Yahya seguía con atención la educación de sus hijos, si bien no entendía casi nada de lo que Juan les explicaba. Para la compra de libros para su recién creada biblioteca, que ya contaba con cerca de cincuenta ejemplares, consultaba siempre con el eslavo e incluso le pedía que fuera él quien adquiriera personalmente los títulos que le parecieran más interesantes. Tan sólo una vez acudió Yahya al mercado de libros por su cuenta. Aquel día adquirió por nueve dinares una mala copia del Canon de medicina de Ibn Sina, y lo hizo porque el tamaño y el color de la encuadernación armonizaban con un hueco que tenía en uno de los estantes. Ese mismo día también compró una Historia de los árabes del historiador de Calatayud Abú 'Abd Allah al-Tagrí y un Tratado de los humores del cuerpo humano del médico zaragozano Abú-l-Walid Marwán ibn Yanah.

—Mira a mi hijo, tiene la belleza de su madre y el carácter de su padre —decía Yahya a Juan mientras sostenía al hijo de Shams—. Lo llamamos Ismail, como el hijo de Abraham, el fundador del pueblo árabe. Ya tiene casi un año.

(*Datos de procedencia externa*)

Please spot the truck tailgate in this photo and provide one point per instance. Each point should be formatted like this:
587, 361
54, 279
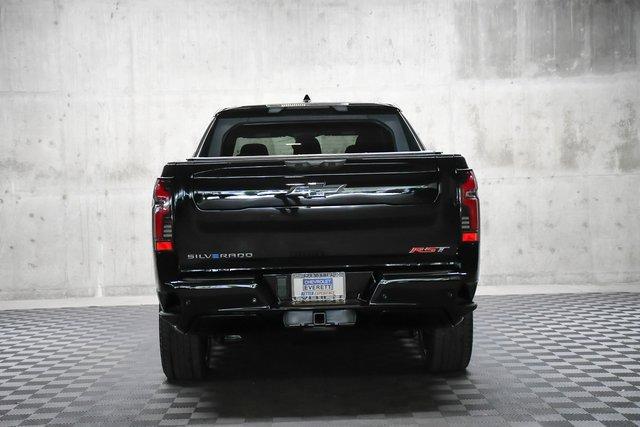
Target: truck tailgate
316, 212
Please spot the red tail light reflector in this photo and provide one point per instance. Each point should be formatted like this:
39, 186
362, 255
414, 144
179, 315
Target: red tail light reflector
470, 207
162, 218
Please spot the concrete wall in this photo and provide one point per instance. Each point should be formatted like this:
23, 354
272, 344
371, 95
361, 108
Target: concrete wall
543, 97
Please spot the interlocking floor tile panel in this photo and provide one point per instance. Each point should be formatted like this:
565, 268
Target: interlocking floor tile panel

—Es un niño muy hermoso —asentó Juan.

Envuelto en una manta azul agitaba sus manitas en el aire como queriendo atrapar invisibles mariposas. Juan lo contemplaba absorto. Sabía que aquel cuerpecito que Yahya mecía entre sus brazos era el fruto de su amor con Shams. De pronto le inundó un irresistible deseo de coger al niño en sus manos y apretarlo contra su pecho.

—¿Puedo cogerlo? —preguntó.

—Por supuesto, eres como de la familia. Mi hijo y tú lleváis la misma kunya, ambos sois Ibn Yahya —su antiguo amo rió a la vez que le pasaba el niño.

El cuerpecito del hijo de Shams latía con fuerza entre los poderosos brazos del eslavo. Contemplando su rostro adivinaba sus mismas facciones, las del linaje de su padre Boris, de la estirpe de Tir: la frente despejada y amplia, los ojos azules llenos de vigor, el mentón rotundo y poderoso…

—Bueno, bueno —interrumpió Yahya tras los sollozos del pequeño—, es hora de la comida. Es un verdadero tragón.

La vieja Fátima recogió al niño de los brazos de Juan y desapareció por la puerta que conducía a las habitaciones privadas, donde sólo podían entrar el dueño, sus mujeres, sus hijos, Fátima y los eunucos. Allí debía de estar Shams; la sierva bereber le llevaría al niño para que lo alimentara. Tuvo que apretar con fuerza los puños hasta clavarse las uñas y hacer sangrar sus manos para evitar lanzar un grito que anunciara que aquel era su hijo, suyo y de Shams, el fruto nacido del amor bajo las estrellas.

El círculo de intelectuales jóvenes que se reunían en torno a Juan, Abú Amir, Ibn Hasday, Ibn Paquda e Ibn Buklaris fue ganando influencias en la corte. El espaldarazo definitivo provino del propio al-Muqtádir, que nombró a Juan subdirector del observatorio astronómico real, a Ibn Buklaris médico de Palacio, a Ibn Paquda profesor de filosofía de la escuela palatina y a Ibn Hasday consejero para asuntos políticos. Las recomendaciones del viejo visir, el prudente y leal Alí Yusuf, fueron decisivas. El visir le hizo ver al rey que este grupo de jóvenes racionalistas, discípulos todos ellos del recordado al-Kirmani, cultos y tolerantes, habría de ser uno de los bastiones principales de la brillante corte de los hudíes.

El trabajo se amontonaba sobre las anchas y poderosas espaldas de Juan. Seguía al frente de las obras del palacio, tenía que cuidarse del observatorio astronómico y continuaba enseñando a Abú Bakr, que con ocho años mostraba una excelente predisposición hacia la música. Su madre le había enseñado a tocar el laúd y de manera autodidacta aprendió el arte de la flauta y el rabel. Su padre, el cada vez más rico Yahya, se mostraba día a día más orgulloso de su tercer hijo varón, aunque dedicaba la mayor parte de su tiempo al pequeño Ismail, cuya paternidad se había adjudicado en silencio Juan. Algunas tardes, mientras Juan y Abú Bakr repasaban las lecciones en el patio, Ismail correteaba de un lado para otro perseguido por la viejísima Fátima, que nunca podía alcanzar por sí sola al niño.